Há deficiências também na defesa. Desde que Lothar Mathäus pendurou as chuteiras, a retaguarda bávara vive insegura. Sforza, Kovac, Thiam. Nenhum dos reforços trouxe tranqüilidade. Kuffour continua instável e os laterais franceses Sagnol e Lizarazu já não rendem o mesmo que anos atrás.
A falta que Beckenbauer faz
A decadência bávara igualmente coincide com a transformação do departamento de futebol em sociedade anônima. Presidente do clube, Franz Beckenbauer não interfere mais pessoalmente nos assuntos relativos ao Bayern S/A, presidido por Rummenigge. Ninguém esquece do humilhante sermão que o Kaiser do futebol alemão passou nos jogadores do clube após uma derrota em Lyon. O discurso mexeu com os brios dos contratados que acabaram dando a volta por cima e levando a equipe à conquista da Liga dos Campeões em 2001.

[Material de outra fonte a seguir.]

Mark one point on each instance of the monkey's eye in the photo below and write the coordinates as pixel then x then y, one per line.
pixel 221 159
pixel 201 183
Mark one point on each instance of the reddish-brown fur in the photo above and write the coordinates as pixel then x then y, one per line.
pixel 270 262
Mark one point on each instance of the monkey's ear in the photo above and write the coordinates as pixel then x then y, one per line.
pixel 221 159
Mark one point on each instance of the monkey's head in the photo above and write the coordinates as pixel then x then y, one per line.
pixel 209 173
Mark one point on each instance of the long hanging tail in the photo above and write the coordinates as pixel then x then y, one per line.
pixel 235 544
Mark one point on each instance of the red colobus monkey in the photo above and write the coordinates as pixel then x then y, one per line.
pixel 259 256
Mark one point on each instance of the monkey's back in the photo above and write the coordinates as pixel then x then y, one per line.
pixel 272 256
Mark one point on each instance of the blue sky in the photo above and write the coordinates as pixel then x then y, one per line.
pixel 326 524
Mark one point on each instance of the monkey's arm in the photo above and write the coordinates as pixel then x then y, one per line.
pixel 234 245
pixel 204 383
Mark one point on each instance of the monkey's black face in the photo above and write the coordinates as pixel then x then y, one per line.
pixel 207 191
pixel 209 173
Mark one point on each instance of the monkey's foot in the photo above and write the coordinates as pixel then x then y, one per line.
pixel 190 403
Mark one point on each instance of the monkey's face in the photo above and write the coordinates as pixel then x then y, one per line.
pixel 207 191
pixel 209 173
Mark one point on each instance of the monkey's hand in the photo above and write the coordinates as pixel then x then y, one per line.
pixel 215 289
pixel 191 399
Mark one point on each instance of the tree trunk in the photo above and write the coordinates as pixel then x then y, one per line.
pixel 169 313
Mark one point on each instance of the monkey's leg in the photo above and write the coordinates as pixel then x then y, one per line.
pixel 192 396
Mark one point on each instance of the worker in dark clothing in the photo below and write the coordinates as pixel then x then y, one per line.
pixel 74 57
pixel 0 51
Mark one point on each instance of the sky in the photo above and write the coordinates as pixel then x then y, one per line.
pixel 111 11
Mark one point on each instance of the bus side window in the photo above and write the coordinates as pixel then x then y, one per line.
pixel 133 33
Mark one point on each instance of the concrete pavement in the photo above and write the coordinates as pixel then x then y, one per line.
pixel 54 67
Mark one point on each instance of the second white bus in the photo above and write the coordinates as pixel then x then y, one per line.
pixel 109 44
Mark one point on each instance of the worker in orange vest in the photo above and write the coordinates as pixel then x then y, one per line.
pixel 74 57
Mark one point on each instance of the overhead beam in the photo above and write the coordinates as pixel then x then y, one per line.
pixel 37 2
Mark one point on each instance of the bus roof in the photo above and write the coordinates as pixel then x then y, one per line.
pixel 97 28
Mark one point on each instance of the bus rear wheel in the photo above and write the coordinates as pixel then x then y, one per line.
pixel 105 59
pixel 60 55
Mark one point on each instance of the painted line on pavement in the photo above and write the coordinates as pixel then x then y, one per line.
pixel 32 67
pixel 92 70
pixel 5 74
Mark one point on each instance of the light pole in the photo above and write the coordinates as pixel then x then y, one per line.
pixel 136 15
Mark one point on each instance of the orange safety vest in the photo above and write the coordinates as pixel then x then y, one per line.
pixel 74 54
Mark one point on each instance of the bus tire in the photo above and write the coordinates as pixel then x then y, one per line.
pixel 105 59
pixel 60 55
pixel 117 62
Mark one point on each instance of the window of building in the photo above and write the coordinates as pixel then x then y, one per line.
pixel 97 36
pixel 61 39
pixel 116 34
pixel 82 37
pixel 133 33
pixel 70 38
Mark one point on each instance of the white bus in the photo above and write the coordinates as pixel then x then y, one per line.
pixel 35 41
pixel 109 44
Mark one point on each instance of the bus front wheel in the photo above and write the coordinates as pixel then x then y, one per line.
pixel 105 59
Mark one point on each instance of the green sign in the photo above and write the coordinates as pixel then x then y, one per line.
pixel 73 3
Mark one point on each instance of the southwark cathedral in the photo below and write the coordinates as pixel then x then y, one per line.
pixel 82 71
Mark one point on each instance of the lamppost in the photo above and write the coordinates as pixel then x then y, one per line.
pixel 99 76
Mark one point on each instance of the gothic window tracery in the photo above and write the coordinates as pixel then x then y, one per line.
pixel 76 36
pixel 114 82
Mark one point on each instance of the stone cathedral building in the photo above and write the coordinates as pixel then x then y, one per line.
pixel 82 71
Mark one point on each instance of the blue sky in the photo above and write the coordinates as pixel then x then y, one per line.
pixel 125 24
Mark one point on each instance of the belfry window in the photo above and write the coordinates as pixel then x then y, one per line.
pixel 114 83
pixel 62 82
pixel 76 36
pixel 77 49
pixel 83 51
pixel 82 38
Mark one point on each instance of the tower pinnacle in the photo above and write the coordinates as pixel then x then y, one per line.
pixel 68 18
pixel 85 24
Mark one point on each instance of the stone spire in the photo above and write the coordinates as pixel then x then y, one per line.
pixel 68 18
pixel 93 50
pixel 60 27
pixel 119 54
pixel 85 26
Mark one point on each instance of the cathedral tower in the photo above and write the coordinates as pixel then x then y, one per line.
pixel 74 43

Em La Coruña, mesmo depois de a vaca já ter ido para o brejo, o discurso de Rummenigge nem chegou de perto da agressividade de Beckenbauer. O presidente do time-empresa limitou-se a chamar os jogadores de "fracassados" e lembrar que "palavras como disciplina – também fora de campo –, combatividade e paixão têm de voltar ser escritos com letra maiúscula por todos".
Naquela noite, o Kaiser estava naquela noite bem longe dali, no Catar, como presidente do comitê organizador da Copa de 2006. Tenha sido coincidência ou não, ao menos poupou-lhe de presenciar o vexame. Nem por isto deixou de dar seu recado ao time e a seus responsáveis: "Nas últimas semanas, muito se tem falado de destino, da falta de sorte, de azar. Mas, sejamos honestos, também não se fez nada para mudar este destino."